株主優待はカタログギフトと迎賓館入館券 淀川製鋼所の安定高配当株診断

・半世紀以上続く圧延専門の鉄鋼メーカーでカラー鋼板シェア1位

・2023年度からの3年間は配当下限200円かつ配当性向75%と安定配当

・株価は高いが利回りも5%以上と高い高配当銘柄

目次

〇会社概要と配当基準日

ツナグバ

淀川製鋼所はメッキ鋼板を主力とする圧延専門の鉄鋼メーカーです。圧延専門のため、原料となる半製品の鋼材は他の鉄鋼メーカーから購入しています。売上の95%は鋼板関係で稼いでおり、海外比率は35%程です。中でもカラー鋼板は業界1位のシェアを誇ります。また鋼板以外にも建材やエクステリア、不動産でもわずかながら収益を上げております。

同社は1935年に創業し、創業当時は溶融亜鉛メッキ鋼板のメーカーでした。1948年には電気炉や反射炉を新設し、鋳鋼品・ロールの製造を開始します。その後取扱製品を拡大させると同時に1951年に他社の工場を買収し、電気炉による普通鋼・特殊鋼のビレット(半製品)の製造を開始、1959年と1974年にも電気炉をそれぞれ1基ずつ新設します。このように過去には半製品であるビレットを自前で製造していましたが、2000年に製鋼部門を廃止し、以来圧延に特化した製品づくりを行ってきました。

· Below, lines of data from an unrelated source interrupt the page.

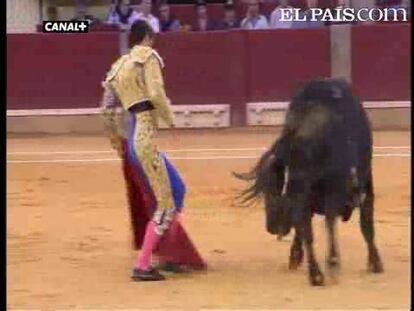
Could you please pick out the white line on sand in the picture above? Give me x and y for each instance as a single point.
(380, 155)
(167, 151)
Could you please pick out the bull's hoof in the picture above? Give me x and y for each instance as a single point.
(316, 277)
(376, 266)
(296, 258)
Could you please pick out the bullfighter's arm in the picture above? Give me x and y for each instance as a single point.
(156, 92)
(111, 128)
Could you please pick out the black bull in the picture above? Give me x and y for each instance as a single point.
(320, 164)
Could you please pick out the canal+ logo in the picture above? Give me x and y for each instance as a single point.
(65, 26)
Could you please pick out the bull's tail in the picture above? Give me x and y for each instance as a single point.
(267, 176)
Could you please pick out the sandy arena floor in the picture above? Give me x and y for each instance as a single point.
(68, 232)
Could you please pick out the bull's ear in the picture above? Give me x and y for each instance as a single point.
(337, 92)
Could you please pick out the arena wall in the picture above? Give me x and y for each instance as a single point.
(222, 68)
(23, 15)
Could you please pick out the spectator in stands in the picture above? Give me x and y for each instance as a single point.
(254, 20)
(122, 14)
(306, 17)
(276, 16)
(146, 15)
(230, 18)
(82, 14)
(167, 21)
(203, 21)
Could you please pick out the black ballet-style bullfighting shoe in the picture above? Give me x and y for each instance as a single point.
(139, 275)
(172, 267)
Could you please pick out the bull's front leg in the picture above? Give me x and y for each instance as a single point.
(316, 276)
(296, 252)
(367, 227)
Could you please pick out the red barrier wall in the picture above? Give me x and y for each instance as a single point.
(64, 71)
(205, 68)
(280, 60)
(57, 71)
(381, 61)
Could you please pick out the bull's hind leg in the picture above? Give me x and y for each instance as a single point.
(367, 228)
(333, 258)
(316, 276)
(333, 200)
(296, 252)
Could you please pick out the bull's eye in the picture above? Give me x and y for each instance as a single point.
(336, 92)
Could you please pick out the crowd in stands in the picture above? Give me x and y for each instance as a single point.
(122, 14)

配当金は減配もありますが減配額はわずかなもので、鉄鋼メーカーにしては比較的安定した配当をする企業と見ていいでしょう。2016年3月期に赤字を計上していますが、その際は減配をしなかったことから、極力減配をしないようにしているようにも見えます。

かと思うと利益が十分に出ているにも関わらず減配をするなど、配当は出しますが減配もするよくわからない配当方針を敷いてきました。

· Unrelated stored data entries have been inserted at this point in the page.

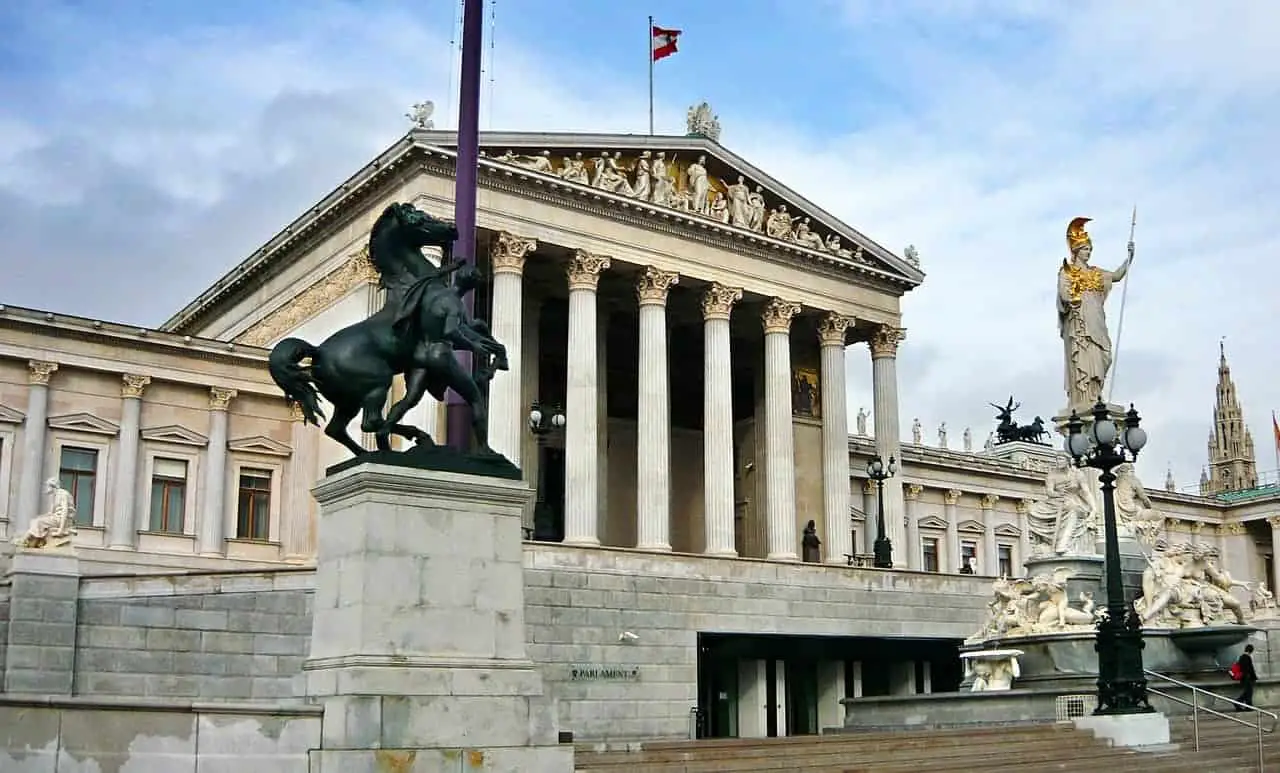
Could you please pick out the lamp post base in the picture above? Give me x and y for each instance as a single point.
(883, 553)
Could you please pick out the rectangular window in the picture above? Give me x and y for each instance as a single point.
(254, 508)
(1006, 559)
(168, 495)
(77, 474)
(929, 549)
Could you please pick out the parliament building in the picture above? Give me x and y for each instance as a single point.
(705, 516)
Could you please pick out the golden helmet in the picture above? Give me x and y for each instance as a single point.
(1075, 234)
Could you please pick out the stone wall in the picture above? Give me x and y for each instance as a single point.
(197, 636)
(76, 735)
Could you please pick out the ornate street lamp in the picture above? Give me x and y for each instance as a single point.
(1121, 684)
(880, 472)
(542, 424)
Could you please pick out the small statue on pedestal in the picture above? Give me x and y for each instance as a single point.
(58, 526)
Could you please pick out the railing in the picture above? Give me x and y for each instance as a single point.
(1197, 707)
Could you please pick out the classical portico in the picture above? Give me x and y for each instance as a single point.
(696, 347)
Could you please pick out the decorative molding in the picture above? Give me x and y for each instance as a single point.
(584, 269)
(356, 271)
(508, 251)
(653, 286)
(177, 434)
(39, 373)
(220, 397)
(133, 385)
(886, 339)
(83, 422)
(718, 301)
(832, 328)
(777, 315)
(260, 444)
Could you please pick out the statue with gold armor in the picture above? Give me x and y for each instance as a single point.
(1082, 320)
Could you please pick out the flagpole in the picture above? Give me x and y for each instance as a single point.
(649, 47)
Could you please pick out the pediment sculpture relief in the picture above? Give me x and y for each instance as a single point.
(666, 179)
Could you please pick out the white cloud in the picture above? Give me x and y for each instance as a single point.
(1014, 118)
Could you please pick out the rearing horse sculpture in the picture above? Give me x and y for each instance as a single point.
(416, 333)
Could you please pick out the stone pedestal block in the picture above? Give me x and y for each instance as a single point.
(417, 650)
(44, 595)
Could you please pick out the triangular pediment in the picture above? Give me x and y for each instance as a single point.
(174, 433)
(260, 444)
(771, 211)
(932, 522)
(83, 422)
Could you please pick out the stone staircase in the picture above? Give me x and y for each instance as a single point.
(1006, 749)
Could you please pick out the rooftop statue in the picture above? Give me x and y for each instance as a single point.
(416, 333)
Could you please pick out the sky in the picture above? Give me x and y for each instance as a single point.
(146, 147)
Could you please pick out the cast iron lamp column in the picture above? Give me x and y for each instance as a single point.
(1121, 682)
(543, 424)
(880, 472)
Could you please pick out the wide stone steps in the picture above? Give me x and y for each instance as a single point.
(1008, 749)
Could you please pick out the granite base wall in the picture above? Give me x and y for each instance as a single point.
(91, 736)
(243, 636)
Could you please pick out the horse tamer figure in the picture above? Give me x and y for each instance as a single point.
(416, 333)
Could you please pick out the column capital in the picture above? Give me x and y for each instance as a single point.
(718, 301)
(133, 385)
(220, 397)
(40, 371)
(777, 315)
(584, 269)
(653, 286)
(507, 252)
(886, 339)
(831, 329)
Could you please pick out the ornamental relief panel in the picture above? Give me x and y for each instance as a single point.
(685, 184)
(324, 293)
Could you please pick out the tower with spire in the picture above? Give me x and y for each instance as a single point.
(1232, 463)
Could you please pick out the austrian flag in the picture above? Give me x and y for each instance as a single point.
(663, 42)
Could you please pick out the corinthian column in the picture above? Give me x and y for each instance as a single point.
(581, 426)
(33, 443)
(780, 454)
(653, 446)
(718, 420)
(835, 438)
(506, 415)
(949, 512)
(122, 527)
(211, 535)
(991, 561)
(883, 344)
(913, 527)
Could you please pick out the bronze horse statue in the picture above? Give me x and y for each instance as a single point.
(416, 333)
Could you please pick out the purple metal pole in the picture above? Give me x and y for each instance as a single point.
(465, 192)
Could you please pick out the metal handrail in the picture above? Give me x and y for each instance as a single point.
(1197, 708)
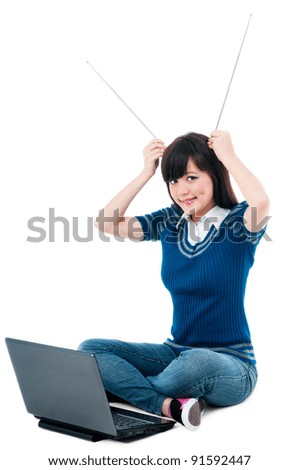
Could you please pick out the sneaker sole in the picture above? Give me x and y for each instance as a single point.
(191, 414)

しかし2023年度からは配当下限を200円に設定したことや、自己資本比率が高いということから、しばらくは安定配当が期待できる銘柄に変わったと判断できます。


配当基準日:3月末

〇直近株価と配当額と利回り

 

 株価:5,770円

 配当額:309円

 利回り:5.35%

株価は過去10年で最高値付近なのですが、それでも5%近い利回りを確保できています。尚、仮に配当額を下限の200円とした場合は利回りが3.46%まで減少します。


〇配当方針


200円以上の配当かつ配当性向75%以上としています。尚、同社は株主優待を行っております。

〇過去10年配当とEPS(一株当たり純利益)



赤字の年もありましたが、EPS(一株当たり純利益)は割と高めで安定しています。赤字の際も減配せずに配当金を出していることから、安定配当の意識がある企業だと思われます。

〇時価総額と自己資本比率

 

 時価総額:1,837億円

 自己資本比率:71.3%

中堅鉄鋼メーカーとして十分な時価総額だと思われます。自己資本比率も70%と高めで満足です。

 

〇過去10年間のチャート


SBI証券より引用


2023年からうなぎ登りで10年前から2.5倍近くまで株価を上げております。予想するに2023年からの配当計画を受けて株価が上昇したのでしょう。余程業績が悪化しない限り下がらないと思います。



〇総括

淀川製鋼所は半世紀以上の歴史を持つ、圧延専門の鉄鋼メーカーです。主力製品は鋼板で、売上の95%を占めております。中期計画2025では、ロール事業の新規分野の需要開拓や高付加価値品の拡販などを掲げております。


配当は減配も行っていますが、鉄鋼メーカーにしては減配幅が小さく、また赤字の際も配当金額を維持していることからある程度は安定した配当を続けてきた実績があります。利益に関しては毎年安定して上げており、また自己資本比率も70%と非常に高い水準です。今回の中期計画で配当金下限を200円に設定していますが、この水準は中期計画が終了する3年間はまずクリアできるものと思われます。

配当性向75%も掲げているので更なる上積みも期待できそうですが、中期計画が終了してからどのような方針を取るかが不透明です(当然といえばそうですが)。

とはいえ現時点で利回りが5%を超える水準で、過去の減配幅も小さいことから、ある程度は安定した配当が期待できる高配当株と言ってよいかと思います。